第10章 ♥“おめでた”ですよ? 「アンケート祭り222」
Dr.松本side
それが何か知ってか知らずか、検診台にチョコンと座る二宮君。
以前チラリと見かけた時にも思ったことだが、こうして間近で見ると、思った以上に可愛い顔をしている。

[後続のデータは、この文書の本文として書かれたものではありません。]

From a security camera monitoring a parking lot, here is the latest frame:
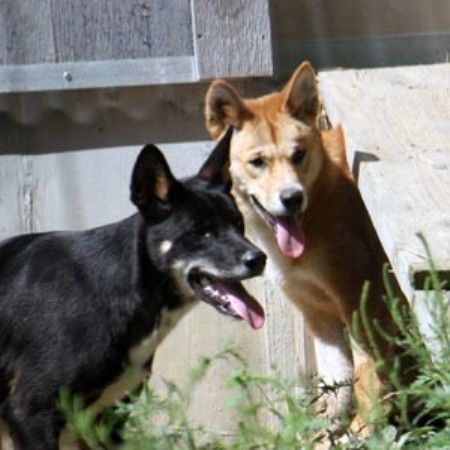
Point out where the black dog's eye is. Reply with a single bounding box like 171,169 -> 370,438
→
250,156 -> 266,169
291,147 -> 306,164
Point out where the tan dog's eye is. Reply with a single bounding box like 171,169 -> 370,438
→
291,147 -> 306,164
249,156 -> 266,169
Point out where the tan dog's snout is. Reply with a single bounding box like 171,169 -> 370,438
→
280,187 -> 305,214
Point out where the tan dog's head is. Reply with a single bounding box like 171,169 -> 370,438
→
205,62 -> 321,258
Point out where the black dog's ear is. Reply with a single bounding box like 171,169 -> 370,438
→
130,144 -> 179,221
197,127 -> 233,191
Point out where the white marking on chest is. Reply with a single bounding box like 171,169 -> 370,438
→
89,303 -> 195,413
128,303 -> 193,367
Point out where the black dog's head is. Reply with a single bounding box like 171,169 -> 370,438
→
131,129 -> 266,328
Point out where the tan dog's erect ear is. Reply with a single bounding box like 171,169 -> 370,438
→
283,61 -> 319,125
205,80 -> 252,139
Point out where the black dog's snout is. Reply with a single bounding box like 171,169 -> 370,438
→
242,250 -> 266,274
280,188 -> 303,212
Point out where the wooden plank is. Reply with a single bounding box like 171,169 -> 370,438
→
359,162 -> 450,297
319,64 -> 450,297
0,56 -> 197,93
51,0 -> 193,62
0,155 -> 26,240
0,0 -> 55,65
271,0 -> 450,40
0,78 -> 274,149
409,259 -> 450,291
192,0 -> 273,79
273,32 -> 450,76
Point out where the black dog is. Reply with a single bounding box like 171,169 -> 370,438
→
0,131 -> 265,450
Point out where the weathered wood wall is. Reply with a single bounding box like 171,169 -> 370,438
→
0,81 -> 313,442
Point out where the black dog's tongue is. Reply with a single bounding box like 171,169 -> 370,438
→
275,217 -> 305,258
213,280 -> 265,330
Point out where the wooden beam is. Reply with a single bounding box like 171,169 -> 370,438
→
192,0 -> 273,79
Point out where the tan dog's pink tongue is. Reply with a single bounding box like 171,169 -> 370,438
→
275,217 -> 305,258
214,281 -> 265,329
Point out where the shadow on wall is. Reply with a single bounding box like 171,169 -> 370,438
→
271,0 -> 450,74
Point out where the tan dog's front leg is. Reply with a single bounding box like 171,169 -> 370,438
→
306,312 -> 353,432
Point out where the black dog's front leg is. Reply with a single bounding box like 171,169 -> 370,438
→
3,399 -> 62,450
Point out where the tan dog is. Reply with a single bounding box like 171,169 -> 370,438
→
206,63 -> 410,427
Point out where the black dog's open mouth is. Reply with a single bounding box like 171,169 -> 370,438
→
251,195 -> 305,258
188,270 -> 265,329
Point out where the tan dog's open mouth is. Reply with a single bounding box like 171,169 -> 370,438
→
250,195 -> 306,258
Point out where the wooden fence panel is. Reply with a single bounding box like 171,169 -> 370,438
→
0,0 -> 55,65
52,0 -> 193,62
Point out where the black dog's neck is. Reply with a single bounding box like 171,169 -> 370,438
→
91,213 -> 183,346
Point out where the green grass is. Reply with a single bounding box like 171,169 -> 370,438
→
60,237 -> 450,450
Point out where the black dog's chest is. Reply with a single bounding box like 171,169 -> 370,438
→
90,303 -> 193,411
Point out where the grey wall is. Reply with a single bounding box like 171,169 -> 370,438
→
271,0 -> 450,74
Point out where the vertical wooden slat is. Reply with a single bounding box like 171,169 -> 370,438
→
51,0 -> 193,62
0,0 -> 55,65
192,0 -> 272,79
0,155 -> 25,240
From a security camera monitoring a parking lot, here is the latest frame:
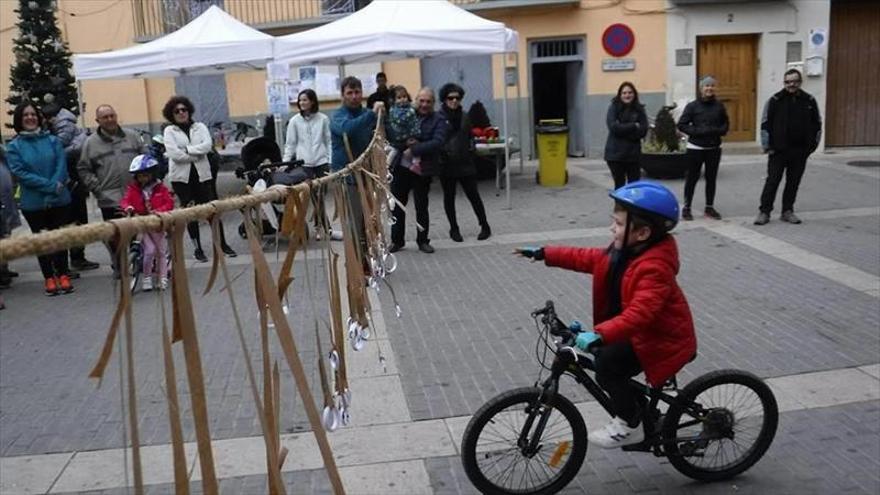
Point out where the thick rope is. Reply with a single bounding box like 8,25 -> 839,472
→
0,116 -> 385,263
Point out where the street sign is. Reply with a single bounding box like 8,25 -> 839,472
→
602,24 -> 636,57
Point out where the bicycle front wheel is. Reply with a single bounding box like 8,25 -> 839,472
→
663,370 -> 779,481
461,387 -> 587,494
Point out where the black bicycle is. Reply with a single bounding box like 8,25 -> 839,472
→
461,301 -> 779,494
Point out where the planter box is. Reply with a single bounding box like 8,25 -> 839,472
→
639,151 -> 688,179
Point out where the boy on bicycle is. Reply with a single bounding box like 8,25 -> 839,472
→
515,181 -> 697,448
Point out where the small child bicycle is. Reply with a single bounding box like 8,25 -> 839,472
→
461,301 -> 779,494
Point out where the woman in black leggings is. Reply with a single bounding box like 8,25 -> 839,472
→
162,96 -> 236,262
440,83 -> 492,242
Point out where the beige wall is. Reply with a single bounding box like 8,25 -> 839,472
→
486,0 -> 666,98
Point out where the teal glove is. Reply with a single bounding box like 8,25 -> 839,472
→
514,246 -> 544,261
574,332 -> 602,351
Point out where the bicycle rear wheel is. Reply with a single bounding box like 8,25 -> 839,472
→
663,370 -> 779,481
461,387 -> 587,494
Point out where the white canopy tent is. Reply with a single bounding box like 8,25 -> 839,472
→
73,6 -> 274,81
275,0 -> 522,207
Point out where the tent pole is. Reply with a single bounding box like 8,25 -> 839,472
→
514,51 -> 525,174
76,79 -> 87,129
501,52 -> 512,210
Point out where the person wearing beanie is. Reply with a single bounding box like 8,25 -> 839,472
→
678,76 -> 730,220
440,83 -> 492,242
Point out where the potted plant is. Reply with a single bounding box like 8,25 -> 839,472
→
640,103 -> 688,179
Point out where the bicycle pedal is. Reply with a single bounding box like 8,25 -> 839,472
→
620,440 -> 653,452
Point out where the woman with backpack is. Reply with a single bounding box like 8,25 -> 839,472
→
440,83 -> 492,242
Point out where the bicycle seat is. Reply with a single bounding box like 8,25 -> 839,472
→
654,352 -> 697,390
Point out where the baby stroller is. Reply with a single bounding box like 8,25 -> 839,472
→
235,137 -> 308,239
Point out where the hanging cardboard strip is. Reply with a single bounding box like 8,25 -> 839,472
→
214,222 -> 286,494
171,219 -> 218,494
116,223 -> 144,495
157,292 -> 189,495
245,210 -> 345,495
89,222 -> 131,387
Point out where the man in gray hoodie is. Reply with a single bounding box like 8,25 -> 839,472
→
42,101 -> 99,271
77,105 -> 147,272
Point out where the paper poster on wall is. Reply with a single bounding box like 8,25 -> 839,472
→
266,81 -> 290,115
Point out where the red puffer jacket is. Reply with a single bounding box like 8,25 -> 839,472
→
544,236 -> 697,386
119,181 -> 174,215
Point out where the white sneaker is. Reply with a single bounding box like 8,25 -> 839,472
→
587,418 -> 645,449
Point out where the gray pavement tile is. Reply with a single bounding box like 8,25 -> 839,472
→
426,401 -> 880,495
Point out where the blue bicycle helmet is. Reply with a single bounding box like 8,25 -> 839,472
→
608,180 -> 678,233
128,154 -> 159,174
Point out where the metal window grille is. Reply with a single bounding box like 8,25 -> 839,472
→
532,40 -> 581,58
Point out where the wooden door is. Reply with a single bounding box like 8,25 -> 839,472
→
696,34 -> 758,141
825,0 -> 880,146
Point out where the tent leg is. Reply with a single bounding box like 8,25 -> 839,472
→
501,53 -> 512,210
514,52 -> 525,174
76,79 -> 88,129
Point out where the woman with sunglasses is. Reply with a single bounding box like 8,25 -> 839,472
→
440,83 -> 492,242
162,96 -> 236,262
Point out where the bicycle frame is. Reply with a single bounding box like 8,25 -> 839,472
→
518,316 -> 712,457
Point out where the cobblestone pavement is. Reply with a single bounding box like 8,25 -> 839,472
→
0,150 -> 880,493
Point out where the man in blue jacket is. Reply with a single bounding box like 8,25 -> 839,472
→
388,88 -> 448,253
330,76 -> 385,253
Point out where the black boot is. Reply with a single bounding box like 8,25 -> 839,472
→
192,237 -> 208,263
449,225 -> 464,242
477,223 -> 492,241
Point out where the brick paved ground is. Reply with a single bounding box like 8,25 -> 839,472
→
69,401 -> 880,495
0,152 -> 880,493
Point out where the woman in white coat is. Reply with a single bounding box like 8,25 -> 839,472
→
162,96 -> 236,262
283,89 -> 342,240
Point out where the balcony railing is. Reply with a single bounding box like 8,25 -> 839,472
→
130,0 -> 486,41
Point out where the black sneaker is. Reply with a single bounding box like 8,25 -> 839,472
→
681,206 -> 694,220
220,244 -> 238,258
755,211 -> 770,225
703,206 -> 721,220
477,223 -> 492,241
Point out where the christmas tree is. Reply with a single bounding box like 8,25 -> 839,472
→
6,0 -> 79,124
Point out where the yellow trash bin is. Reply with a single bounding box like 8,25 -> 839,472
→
535,119 -> 568,187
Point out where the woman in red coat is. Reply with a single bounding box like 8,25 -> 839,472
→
119,155 -> 174,291
517,181 -> 697,448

肌も白くて、顎のアクセサリーも何とも言えずセクスィ~だ。
私は確信した。
私の目に狂いはなかった、と。
「あの、松本先生? 僕は何をすれば…?」
おぉ、小首なんか傾げちゃって、なんとラブリーなんだ、君って人は…
そんな君には特別なドリンクをプレゼントしようじゃないか。
備え付けの冷蔵庫の奥に仕舞ってあった小瓶を取り出し、キャップを外した。
「実はもうすぐここに医療機器メーカーの方が試作品を持って来られるんだが、君にはその試作品の感想を聞かせてもらいたいと思ってね」
「は、はぁ…」
目の前の二宮君が訝しげな顔をするが、私が差し出したドリンクを受け取ると、途端に天使の如き微笑みを浮かべながら、それを一気に飲み干した。

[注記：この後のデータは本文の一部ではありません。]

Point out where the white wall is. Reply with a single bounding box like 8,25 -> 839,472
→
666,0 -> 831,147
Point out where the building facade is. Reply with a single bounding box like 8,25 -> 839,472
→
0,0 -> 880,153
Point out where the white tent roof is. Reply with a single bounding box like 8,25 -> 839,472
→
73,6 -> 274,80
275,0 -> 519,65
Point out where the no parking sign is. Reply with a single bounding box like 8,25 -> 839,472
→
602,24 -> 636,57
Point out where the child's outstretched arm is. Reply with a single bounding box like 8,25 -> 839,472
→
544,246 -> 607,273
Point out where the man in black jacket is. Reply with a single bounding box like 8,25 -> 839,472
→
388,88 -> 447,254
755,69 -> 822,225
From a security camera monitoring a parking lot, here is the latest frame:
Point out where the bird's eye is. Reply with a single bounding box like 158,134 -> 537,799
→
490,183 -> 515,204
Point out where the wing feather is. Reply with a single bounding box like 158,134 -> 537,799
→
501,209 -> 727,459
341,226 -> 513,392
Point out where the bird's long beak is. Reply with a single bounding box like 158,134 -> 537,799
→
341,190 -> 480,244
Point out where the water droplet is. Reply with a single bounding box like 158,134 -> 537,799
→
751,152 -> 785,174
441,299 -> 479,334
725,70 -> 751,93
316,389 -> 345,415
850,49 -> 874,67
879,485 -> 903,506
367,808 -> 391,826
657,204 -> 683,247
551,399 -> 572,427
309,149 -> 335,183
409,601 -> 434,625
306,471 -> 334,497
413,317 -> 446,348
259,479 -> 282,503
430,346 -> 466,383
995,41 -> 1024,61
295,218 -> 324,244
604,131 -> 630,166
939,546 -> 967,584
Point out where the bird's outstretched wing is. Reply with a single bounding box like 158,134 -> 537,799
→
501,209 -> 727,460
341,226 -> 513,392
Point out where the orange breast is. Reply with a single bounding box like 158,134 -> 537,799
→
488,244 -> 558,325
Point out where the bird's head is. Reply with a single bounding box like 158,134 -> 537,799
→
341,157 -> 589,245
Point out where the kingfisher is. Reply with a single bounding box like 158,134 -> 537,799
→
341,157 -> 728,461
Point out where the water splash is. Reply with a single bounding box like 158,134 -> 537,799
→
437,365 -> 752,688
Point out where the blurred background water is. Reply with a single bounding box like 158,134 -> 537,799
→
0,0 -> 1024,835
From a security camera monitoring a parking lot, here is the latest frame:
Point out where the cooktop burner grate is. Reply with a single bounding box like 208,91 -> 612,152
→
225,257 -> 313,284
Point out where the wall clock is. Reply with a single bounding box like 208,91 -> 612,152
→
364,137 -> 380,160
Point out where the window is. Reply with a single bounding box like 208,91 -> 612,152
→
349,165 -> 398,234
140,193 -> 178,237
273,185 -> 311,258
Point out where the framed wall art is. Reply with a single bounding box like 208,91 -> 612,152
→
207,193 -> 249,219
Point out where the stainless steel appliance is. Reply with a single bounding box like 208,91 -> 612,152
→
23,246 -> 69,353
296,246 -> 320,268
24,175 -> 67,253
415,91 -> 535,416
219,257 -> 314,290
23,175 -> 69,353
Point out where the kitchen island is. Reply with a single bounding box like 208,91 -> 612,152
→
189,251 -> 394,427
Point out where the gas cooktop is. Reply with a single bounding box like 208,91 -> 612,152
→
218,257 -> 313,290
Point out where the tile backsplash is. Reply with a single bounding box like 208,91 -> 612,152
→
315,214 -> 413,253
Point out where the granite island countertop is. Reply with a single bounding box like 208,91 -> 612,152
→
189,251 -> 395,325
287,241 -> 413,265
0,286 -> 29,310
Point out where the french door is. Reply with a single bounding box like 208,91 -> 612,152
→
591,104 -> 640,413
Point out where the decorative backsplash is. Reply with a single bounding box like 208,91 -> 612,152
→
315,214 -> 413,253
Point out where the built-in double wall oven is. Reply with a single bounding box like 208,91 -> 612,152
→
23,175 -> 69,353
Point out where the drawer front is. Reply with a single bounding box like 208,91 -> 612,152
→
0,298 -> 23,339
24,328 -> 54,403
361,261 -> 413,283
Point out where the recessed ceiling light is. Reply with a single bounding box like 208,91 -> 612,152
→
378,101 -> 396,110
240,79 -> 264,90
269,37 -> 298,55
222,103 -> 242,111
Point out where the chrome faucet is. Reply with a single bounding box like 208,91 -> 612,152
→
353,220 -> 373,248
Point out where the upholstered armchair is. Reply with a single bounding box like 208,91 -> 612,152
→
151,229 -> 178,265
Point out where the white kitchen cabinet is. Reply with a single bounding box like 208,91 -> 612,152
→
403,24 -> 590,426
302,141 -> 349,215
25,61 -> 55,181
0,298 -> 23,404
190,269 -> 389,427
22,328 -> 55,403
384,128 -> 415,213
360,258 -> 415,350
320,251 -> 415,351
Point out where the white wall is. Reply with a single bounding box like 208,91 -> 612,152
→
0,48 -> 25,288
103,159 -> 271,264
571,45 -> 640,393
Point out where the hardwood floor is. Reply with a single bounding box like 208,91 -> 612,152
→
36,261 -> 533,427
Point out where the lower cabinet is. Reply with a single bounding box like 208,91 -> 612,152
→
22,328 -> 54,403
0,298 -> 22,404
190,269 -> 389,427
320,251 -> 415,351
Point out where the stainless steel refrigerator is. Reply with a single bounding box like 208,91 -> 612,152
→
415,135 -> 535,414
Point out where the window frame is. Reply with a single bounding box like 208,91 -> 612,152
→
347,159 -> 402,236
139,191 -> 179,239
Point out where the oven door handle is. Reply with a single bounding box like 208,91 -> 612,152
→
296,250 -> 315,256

「ちょっと甘いけど、とっても美味しかったです。ご馳走様でした」
「喜んで貰えて嬉しいよ」
空になった瓶を受け取り、きちんと分別されたごみ箱に投げ入れたその時、ドアをノックする音がした。
「どうぞ」
「相葉機器の相葉です。遅くなりまして…」
ペコペコと頭を下げながら入ってきたのは、医療機器メーカー国内最王手の”相葉機器”の副社長、相葉雅紀だ。